TCR spectratyping TCR spectratyping was performed as described by Maslanka et al (1995). Briefly, an equivalent volume of PCR-labelled product was mixed with formamide dye-loading buffer, heated at 94°C for 2 min and applied to a prerun 5% acrylamide-urea sequencing gel. Gels were run for 110 min at 40 W. After resolution on the gel, the labelled PCR product was analysed with a Molecular Dynamics FluorImager 575 (Sunnyvale, CA, USA). TCR spectratyping of a healthy peripheral blood mononuclear cell (PBMC) repertoire typically results in a banding pattern composed of between seven and eight bands at three-nucleotide base intervals, reflecting the correct ‘in frame’ nature of functionally rearranged β-chain TCR gene products. The limited number of PCR cycles used (30) leads to the generation of PCR products with a distribution representative of the starting material, i.e. a Gaussian distribution. Skewing was defined as a band intensity twofold or greater than expected.

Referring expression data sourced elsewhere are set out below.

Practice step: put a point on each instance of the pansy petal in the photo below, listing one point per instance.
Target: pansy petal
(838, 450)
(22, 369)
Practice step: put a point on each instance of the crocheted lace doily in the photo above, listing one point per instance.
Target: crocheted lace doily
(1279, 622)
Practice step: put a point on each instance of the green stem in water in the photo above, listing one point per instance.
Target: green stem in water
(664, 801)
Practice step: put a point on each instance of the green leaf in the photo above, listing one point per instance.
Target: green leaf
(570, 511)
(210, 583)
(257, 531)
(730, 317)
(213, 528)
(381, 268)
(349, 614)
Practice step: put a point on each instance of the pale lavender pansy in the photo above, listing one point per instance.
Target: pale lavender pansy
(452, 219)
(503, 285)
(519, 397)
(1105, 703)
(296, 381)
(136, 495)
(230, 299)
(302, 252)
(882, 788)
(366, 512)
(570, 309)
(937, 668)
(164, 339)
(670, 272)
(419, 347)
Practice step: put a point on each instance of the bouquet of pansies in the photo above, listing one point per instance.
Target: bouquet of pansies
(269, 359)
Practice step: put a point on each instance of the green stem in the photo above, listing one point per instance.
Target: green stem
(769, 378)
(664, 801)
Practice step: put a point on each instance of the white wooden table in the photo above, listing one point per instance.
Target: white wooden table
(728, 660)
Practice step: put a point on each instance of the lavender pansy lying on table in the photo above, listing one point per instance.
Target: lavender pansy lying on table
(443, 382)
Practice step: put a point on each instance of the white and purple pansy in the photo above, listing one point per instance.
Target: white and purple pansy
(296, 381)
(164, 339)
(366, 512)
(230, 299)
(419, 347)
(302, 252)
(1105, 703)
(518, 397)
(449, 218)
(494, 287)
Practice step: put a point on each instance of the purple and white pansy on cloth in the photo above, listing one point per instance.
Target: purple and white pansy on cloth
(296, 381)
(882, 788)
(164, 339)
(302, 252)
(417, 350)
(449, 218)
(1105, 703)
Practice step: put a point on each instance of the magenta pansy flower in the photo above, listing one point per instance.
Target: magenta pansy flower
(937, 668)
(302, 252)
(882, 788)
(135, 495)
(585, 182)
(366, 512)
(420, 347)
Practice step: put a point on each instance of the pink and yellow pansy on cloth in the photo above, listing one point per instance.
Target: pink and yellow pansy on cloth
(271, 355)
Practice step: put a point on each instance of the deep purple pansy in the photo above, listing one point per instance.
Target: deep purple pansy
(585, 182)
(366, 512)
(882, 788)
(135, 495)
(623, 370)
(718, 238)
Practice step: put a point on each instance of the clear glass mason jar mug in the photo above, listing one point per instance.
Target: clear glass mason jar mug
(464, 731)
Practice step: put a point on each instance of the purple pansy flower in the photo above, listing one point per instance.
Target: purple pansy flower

PCR product cloning and DNA sequencing The TCR-chain PCR products corresponding to specific spectratype bands of interest were cloned using a T/A cloning kit (Invitrogen, San Diego, CA, USA) for PCR fragment cloning as described by Bacsi et al (1999). Entire PCR reactions were purified using a QIAquick PCR purification kit (Qiagen, Chatsworth, CA, USA) before cloning. This approach produced a spectrum of clones representative of all band species and their relative frequencies within a particular spectratype PCR reaction. DNA sequence analysis of clones was performed using a Taq dye deoxy-terminator cycle sequencing kit (Applied Biosystems, Foster City, CA, USA).

Interferon γ cytokine production assay Donor T cells isolated with a negative selection T-cell isolation kit (Dynal) were stimulated twice with patient leukaemic monocytes on d 1 and d 7 and skews tested before the cytokine assay started on d 16. T cells were incubated for 18 h in the presence of IL-2 (10 U/ml) and IL-12 (20 ng/ml) either alone, with patient CD3+ lymphocytes or leukaemia cells. Brefeldin A (25 ng/ml) was added for the last 4 h of culture to inhibit cytokine release from the cells. The FastImmune assay system (Becton Dickenson, San Jose, CA, USA) was utilized to detect IFNγ production by individual cells. The cells were fixed, stained with antibodies against CD3 and made permeable before staining with IFNγ. The results were analysed on a FacsCalibur (Becton Dickenson). Cells were gated on a CD3+ lymphocyte population to avoid detection of the stimulating monocytes.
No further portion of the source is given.